Incluso mientras se deslizaba hacia mí, no dejaba de hablar.

Hmm…

Obviamente está diciendo eso para provocarme.

¿Eres el dios de las almas y no puedes detener la absorción de SP?

Solo tengo una lanza. ¿Por qué no me atacas mientras me muevo?

—¿Eso quiere decir, verdad?

[Claro. Atenea nunca habla en combate… solo golpea.]

Volví a mirar al clon con la lanza clavada.

SP: 86 mil millones.

Ya le drenaron 4 mil millones.

Pero viéndolo desde otra perspectiva, solo fueron 4 mil millones.

Fue un ataque poderoso que atravesó la Barrera de Alma al instante, pero la absorción es lenta.

Tal vez porque es un clon del dios de las almas…

Sea que Atenea se esté conteniendo o no, quién sabe.

Pero si es así, no hay razón para dejarle absorber SP.

—Ataquen.

Ordené a los clones restantes que atacaran, mientras yo controlaba personalmente al que tenía la lanza incrustada.

El proceso de absorción de SP.

Bien diseñado, claro…

Pero es como presumir frente a un maestro.

Bloqueé el flujo de SP que se drenaba y en su lugar comencé a extraer SP desde la lanza.

La lanza de Atenea tenía un poder destructivo de primer nivel, pero su capacidad de absorción solo superaba ligeramente a la de un semidiós —así que era posible.

Y los otros seis clones lanzaron ataques de presión usando el poder del sol y Astrape, acercándose a Atenea.

Bloqueando todos los ataques con su escudo, Atenea me gritó:

—¡Qué cobarde, Dios de las Almas, atacarme cuando no tengo arma!

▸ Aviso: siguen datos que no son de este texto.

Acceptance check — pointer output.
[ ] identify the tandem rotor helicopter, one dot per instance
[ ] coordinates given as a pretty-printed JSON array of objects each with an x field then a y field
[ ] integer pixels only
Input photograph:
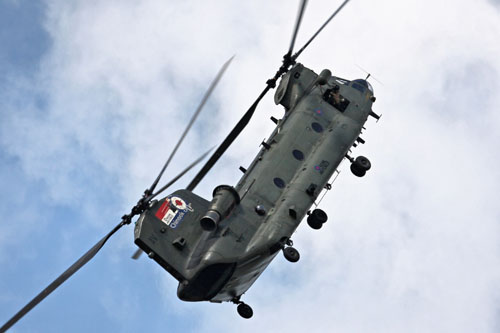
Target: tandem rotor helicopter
[{"x": 217, "y": 249}]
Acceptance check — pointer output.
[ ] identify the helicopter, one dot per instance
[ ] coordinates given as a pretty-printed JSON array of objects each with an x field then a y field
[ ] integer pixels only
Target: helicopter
[{"x": 217, "y": 249}]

Su rostro se enrojeció levemente, su expresión incómoda.

Égida, imbuida de Rayo Negro.

Con ese poder defensivo inmenso, no parecía que fuera a quedar atrás para nada…

—¡Ah! ¡Qué poder!

De repente, actuó sorprendida y se lanzó hacia atrás.

Espera… hasta hace un segundo estaba firme…

—…Su actuación es pésima. Zeus seguro se va a dar cuenta de esto.

[Ha… no soporto verla. Aun así, persíguela. Parece que está guiándonos a propósito.]

—Sí. Vamos.

Así comenzó una extraña persecución.